Why Smart Contract Development Is Special
Smart contract development is different from most other contemporary development as there are rarely any easy upgrade paths, especially in the critical parts (that control ether or other value tokens). Deploy it and once the contract is in use you are pretty much stuck with it.
If we learn from software architecture and quality assurance in other industries with very high security requirements or with difficult upgrade paths — aerospace, embedded systems or medtech (where I have my background) — I hope that we as a community can develop a clear minimum set of best practices in smart contract development that will help minimize the risks associated with contract development and deployment as much as possible.
Others that are more involved with ethereum development already have this started (e.g. see the the Zeppelin Smart Contract Framework). My goal with this post is to highlight this issue again and get an even higher level discussion going and hopefully be able to define a minimum set of architectural and testing requirements that all core smart contracts should be subject to.
For starters, I propose the following architectural best practice check list:
- Use and reuse audited open source code as much as possible (such as ERC: 20)
- Separate token issuance and token control from all other code into separate contracts
- Implement a safety stop (kill switch) function at the top of the code in case something happens
- Implement a contract transfer function whenever possible
There is an absolute need to follow current best practices in testing. This is an established field and I won’t go into the details, but basically there are two parts — verification and validation testing.

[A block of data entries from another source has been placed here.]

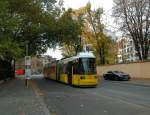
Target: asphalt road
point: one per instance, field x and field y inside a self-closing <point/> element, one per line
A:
<point x="108" y="98"/>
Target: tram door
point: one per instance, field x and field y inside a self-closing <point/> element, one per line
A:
<point x="69" y="69"/>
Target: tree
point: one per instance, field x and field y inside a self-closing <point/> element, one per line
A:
<point x="94" y="32"/>
<point x="133" y="17"/>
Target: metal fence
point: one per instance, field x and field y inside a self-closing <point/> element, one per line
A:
<point x="6" y="70"/>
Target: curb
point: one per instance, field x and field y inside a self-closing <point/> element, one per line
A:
<point x="40" y="98"/>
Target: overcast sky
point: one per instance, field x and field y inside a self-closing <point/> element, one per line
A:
<point x="75" y="4"/>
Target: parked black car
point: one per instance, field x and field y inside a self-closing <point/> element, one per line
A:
<point x="116" y="75"/>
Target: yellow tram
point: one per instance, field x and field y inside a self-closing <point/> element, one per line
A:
<point x="78" y="70"/>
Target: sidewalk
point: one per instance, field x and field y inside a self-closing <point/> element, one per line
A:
<point x="16" y="99"/>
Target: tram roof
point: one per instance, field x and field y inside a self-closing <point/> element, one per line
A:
<point x="79" y="55"/>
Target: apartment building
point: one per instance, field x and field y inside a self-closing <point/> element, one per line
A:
<point x="126" y="50"/>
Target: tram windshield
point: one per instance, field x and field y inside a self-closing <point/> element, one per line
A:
<point x="85" y="66"/>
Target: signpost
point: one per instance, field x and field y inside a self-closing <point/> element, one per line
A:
<point x="27" y="69"/>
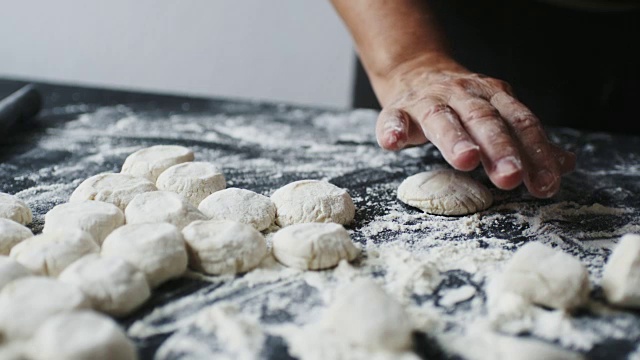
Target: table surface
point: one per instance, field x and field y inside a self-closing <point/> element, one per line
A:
<point x="422" y="260"/>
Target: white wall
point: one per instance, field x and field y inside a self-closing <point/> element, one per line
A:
<point x="287" y="50"/>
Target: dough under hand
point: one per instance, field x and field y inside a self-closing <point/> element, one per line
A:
<point x="150" y="162"/>
<point x="111" y="284"/>
<point x="193" y="180"/>
<point x="117" y="189"/>
<point x="312" y="201"/>
<point x="621" y="277"/>
<point x="155" y="248"/>
<point x="313" y="246"/>
<point x="224" y="247"/>
<point x="14" y="209"/>
<point x="444" y="192"/>
<point x="240" y="205"/>
<point x="81" y="335"/>
<point x="95" y="217"/>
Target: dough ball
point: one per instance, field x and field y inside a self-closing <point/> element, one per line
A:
<point x="224" y="247"/>
<point x="312" y="201"/>
<point x="155" y="248"/>
<point x="444" y="192"/>
<point x="313" y="246"/>
<point x="162" y="206"/>
<point x="14" y="209"/>
<point x="95" y="217"/>
<point x="111" y="284"/>
<point x="48" y="254"/>
<point x="364" y="315"/>
<point x="27" y="302"/>
<point x="81" y="335"/>
<point x="193" y="180"/>
<point x="240" y="205"/>
<point x="11" y="270"/>
<point x="117" y="189"/>
<point x="543" y="276"/>
<point x="621" y="277"/>
<point x="12" y="233"/>
<point x="150" y="162"/>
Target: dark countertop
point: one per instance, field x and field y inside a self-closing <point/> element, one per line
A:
<point x="260" y="146"/>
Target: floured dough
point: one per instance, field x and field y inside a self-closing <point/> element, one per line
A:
<point x="14" y="209"/>
<point x="162" y="206"/>
<point x="11" y="270"/>
<point x="240" y="205"/>
<point x="544" y="276"/>
<point x="95" y="217"/>
<point x="111" y="284"/>
<point x="313" y="246"/>
<point x="150" y="162"/>
<point x="621" y="277"/>
<point x="155" y="248"/>
<point x="27" y="302"/>
<point x="444" y="192"/>
<point x="224" y="247"/>
<point x="81" y="335"/>
<point x="11" y="234"/>
<point x="117" y="189"/>
<point x="193" y="180"/>
<point x="312" y="201"/>
<point x="48" y="254"/>
<point x="363" y="314"/>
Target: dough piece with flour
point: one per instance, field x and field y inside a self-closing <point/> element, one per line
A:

Verification is to verify that the code has been written according to the requirements and design specifications. At release (and preferably during development) this is tested in unit tests, functional test and integration tests. These tests can and should be automated and cover expected states and different fringe cases.
On top of the verification testing formal verification, code reviews and security audits should be done to further verify the code and find bugs, errors and weaknesses.
Validation, the other type of testing, has so far not been discussed to the same extent as verification in smart contract development. Validation ensures that the product meet the user needs, and that the requirements were correct in the first place. Usually this is done through validation with external users in alpha/beta-testing or in studies.
The DAO failure happened because of missing validation testing and the current ether.camp bug is the result of bad verification testing. Many times the flaws in complex code will only be visible when the code is actually used and there are real users and data involved, and with that real values at stake.
For example, validation testing in Ethereum can be done through early deployment on the testnet, and then later as proof-of-concept on the real network before being deployed and given it’s full rights on the chain. Validation testing can also be done in many other forms, e.g. using the proposed contract in a production setting but with limited risk compared to the future full deployment.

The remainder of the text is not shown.